About a year ago I bought this book when Scott Guthrie promoted a deal on it at Amazon. This was probably the biggest technology book I’ve ever read and it took me months to read and not only because of the size but because it was boooring.
Most of the book is written by Bill Evjen (as far as I understand) and his chapters are very dry and not very different from just browsing through MSDN documentation. There are almost no personal opinions, recommendations or anything. Just plain reference.
Some chapters are written by Scott Hanselman and you can see it right from the start. These chapters offer opinions, advices and you can see a person behind them. I don’t know, maybe it’s just me, but I prefer seeing a person behind a book or an article rather than reading a book which looks like it’s written by some technical documentation team. Unfortunately only a few chapters are authored by Scott.
I couldn’t identify chapters by Devin Rader so he either writes indistinguishably from Bill or Scott :)
The other point to criticize would be the fact that book has samples in both C# and VB. I understand that it’s easier to publish one book instead of two but the book could’ve been like 20-30% thinner and lighter and I wouldn’t have to decide against bringing it with me on the flight (yes, it’s that heavy). And, you know, 300-400 useless pages for almost every reader (either VB or C# developers) doesn’t help preserve Amazonia forests.
Overall this is not a bad book if you are looking for printed ASP.NET reference but not quite a good read if you want some insight, recommendations and depth.

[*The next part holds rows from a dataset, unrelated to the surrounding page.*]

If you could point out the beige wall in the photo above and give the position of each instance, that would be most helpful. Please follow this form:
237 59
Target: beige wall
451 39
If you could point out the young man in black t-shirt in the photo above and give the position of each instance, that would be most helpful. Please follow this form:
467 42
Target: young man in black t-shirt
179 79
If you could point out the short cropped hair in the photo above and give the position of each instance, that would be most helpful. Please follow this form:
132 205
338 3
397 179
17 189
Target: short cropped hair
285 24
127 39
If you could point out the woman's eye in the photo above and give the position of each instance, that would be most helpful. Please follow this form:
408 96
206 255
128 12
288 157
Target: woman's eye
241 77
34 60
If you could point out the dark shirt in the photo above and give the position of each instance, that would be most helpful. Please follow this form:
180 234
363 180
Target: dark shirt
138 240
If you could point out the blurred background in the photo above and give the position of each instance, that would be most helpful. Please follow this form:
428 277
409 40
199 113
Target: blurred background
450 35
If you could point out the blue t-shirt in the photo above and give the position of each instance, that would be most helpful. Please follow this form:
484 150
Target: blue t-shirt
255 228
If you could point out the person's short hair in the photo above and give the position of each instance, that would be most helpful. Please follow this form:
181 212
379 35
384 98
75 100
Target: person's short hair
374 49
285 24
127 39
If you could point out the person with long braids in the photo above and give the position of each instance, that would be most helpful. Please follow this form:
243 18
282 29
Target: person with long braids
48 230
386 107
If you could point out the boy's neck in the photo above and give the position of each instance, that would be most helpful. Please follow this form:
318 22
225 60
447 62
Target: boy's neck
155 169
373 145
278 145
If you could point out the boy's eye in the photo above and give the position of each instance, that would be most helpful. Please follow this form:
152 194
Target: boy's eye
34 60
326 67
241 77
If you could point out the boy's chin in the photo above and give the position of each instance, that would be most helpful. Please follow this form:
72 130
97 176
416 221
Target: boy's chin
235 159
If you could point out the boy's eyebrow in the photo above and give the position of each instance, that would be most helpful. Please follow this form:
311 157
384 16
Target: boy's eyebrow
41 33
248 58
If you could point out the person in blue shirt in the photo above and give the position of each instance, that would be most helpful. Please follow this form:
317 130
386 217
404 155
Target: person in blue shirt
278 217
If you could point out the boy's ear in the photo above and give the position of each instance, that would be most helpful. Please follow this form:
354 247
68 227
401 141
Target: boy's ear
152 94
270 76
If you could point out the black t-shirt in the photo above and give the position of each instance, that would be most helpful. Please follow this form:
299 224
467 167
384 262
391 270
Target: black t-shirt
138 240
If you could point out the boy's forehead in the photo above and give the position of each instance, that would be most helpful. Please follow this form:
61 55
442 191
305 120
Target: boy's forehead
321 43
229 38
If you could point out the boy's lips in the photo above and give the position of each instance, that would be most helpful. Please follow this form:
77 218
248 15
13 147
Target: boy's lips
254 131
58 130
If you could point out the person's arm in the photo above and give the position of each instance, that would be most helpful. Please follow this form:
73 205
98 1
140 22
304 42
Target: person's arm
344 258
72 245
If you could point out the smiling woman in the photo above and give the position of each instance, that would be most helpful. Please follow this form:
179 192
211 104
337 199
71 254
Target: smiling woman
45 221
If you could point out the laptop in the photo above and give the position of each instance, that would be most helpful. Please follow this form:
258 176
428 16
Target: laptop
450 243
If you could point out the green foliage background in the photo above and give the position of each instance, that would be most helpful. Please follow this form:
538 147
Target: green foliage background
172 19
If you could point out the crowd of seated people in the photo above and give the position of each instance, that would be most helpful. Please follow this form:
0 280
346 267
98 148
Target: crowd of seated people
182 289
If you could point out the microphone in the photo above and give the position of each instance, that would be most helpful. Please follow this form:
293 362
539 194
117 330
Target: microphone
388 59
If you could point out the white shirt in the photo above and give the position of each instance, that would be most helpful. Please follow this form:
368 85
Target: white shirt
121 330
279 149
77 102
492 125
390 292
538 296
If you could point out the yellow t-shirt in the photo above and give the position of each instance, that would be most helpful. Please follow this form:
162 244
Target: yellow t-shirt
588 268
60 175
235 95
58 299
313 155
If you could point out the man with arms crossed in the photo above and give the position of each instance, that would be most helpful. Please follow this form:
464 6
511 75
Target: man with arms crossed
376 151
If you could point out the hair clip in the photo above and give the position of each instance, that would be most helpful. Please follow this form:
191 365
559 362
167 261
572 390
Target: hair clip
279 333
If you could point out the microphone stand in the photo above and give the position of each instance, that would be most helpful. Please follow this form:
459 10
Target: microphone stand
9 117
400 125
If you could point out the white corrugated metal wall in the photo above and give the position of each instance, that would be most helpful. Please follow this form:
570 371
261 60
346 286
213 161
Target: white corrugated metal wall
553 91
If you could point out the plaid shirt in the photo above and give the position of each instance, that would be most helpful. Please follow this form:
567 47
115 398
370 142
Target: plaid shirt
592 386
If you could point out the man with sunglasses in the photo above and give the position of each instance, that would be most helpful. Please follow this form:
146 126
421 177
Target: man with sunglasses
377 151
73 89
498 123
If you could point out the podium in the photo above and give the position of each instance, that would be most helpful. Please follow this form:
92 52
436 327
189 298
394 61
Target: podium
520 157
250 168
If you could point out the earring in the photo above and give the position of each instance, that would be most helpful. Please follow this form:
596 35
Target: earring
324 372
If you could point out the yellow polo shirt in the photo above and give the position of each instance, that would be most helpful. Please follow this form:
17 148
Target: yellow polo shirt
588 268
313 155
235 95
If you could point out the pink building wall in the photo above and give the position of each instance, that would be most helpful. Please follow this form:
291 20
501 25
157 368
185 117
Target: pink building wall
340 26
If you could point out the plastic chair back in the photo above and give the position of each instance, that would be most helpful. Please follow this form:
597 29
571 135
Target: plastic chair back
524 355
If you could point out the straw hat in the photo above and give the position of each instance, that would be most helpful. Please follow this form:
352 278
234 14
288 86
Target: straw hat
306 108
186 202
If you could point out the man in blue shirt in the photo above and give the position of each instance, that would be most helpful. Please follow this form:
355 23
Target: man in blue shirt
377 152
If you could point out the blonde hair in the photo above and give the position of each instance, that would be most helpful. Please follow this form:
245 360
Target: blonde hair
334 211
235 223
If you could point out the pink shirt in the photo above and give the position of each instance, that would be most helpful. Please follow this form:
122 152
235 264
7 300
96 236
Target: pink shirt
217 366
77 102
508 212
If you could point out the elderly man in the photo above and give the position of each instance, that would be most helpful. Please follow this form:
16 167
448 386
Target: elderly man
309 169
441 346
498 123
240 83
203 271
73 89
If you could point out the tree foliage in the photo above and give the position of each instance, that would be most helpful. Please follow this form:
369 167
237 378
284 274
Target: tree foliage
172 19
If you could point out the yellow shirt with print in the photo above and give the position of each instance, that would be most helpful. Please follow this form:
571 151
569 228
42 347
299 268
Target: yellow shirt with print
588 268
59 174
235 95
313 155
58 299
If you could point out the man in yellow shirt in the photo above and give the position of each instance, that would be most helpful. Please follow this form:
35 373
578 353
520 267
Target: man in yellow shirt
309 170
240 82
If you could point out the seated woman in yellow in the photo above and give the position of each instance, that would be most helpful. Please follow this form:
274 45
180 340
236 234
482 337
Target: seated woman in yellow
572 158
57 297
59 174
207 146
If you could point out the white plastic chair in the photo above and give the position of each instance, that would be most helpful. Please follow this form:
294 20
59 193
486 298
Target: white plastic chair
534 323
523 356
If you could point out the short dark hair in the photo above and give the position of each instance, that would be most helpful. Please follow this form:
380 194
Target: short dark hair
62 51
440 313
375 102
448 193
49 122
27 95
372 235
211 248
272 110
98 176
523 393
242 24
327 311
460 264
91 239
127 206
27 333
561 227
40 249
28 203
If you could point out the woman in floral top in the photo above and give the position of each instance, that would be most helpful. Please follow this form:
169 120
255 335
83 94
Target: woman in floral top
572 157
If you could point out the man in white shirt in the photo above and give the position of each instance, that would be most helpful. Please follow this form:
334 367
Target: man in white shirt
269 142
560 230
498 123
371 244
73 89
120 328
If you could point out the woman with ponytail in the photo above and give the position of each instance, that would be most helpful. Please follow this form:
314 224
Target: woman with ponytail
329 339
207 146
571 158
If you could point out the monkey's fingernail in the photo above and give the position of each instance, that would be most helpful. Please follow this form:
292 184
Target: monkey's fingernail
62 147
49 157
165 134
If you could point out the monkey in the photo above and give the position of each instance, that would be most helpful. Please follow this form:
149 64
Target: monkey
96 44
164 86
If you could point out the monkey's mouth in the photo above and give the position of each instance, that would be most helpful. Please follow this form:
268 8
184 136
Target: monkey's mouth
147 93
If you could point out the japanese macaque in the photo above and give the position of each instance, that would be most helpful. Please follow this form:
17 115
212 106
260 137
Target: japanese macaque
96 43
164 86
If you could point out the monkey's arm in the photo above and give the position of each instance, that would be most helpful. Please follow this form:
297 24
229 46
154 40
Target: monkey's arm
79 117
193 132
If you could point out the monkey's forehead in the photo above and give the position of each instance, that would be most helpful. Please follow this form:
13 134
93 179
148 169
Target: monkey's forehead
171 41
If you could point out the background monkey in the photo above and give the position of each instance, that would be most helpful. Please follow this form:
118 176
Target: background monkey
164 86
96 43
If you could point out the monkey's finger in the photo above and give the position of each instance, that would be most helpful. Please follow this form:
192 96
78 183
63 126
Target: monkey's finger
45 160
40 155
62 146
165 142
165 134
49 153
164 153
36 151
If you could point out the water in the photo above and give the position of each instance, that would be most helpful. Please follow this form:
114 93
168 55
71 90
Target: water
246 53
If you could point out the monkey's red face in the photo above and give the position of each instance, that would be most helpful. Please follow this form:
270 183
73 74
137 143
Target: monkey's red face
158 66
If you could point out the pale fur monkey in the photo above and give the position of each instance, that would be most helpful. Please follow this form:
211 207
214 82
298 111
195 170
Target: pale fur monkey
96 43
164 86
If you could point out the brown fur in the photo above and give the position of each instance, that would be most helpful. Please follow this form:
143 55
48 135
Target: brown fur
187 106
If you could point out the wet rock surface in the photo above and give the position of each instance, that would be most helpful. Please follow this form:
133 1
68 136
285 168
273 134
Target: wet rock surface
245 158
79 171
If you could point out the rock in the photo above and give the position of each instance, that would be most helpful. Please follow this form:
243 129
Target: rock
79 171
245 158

Verdict: complete but dry and boring.
Other recommended books about ASP.NET: 4 years ago I’ve read Programming Microsoft ASP.NET 2.0 Applications: Advanced Topics by Dino Esposito and it was really good. Unfortunately it doesn’t seem that there’s an updated edition of this book by Dino, but there’s other book called Programming Microsoft ASP.NET 3.5. I’m not sure how this new book is related to the older ones (in terms of topics) but I really like Dino Esposito’s style and depth of his books.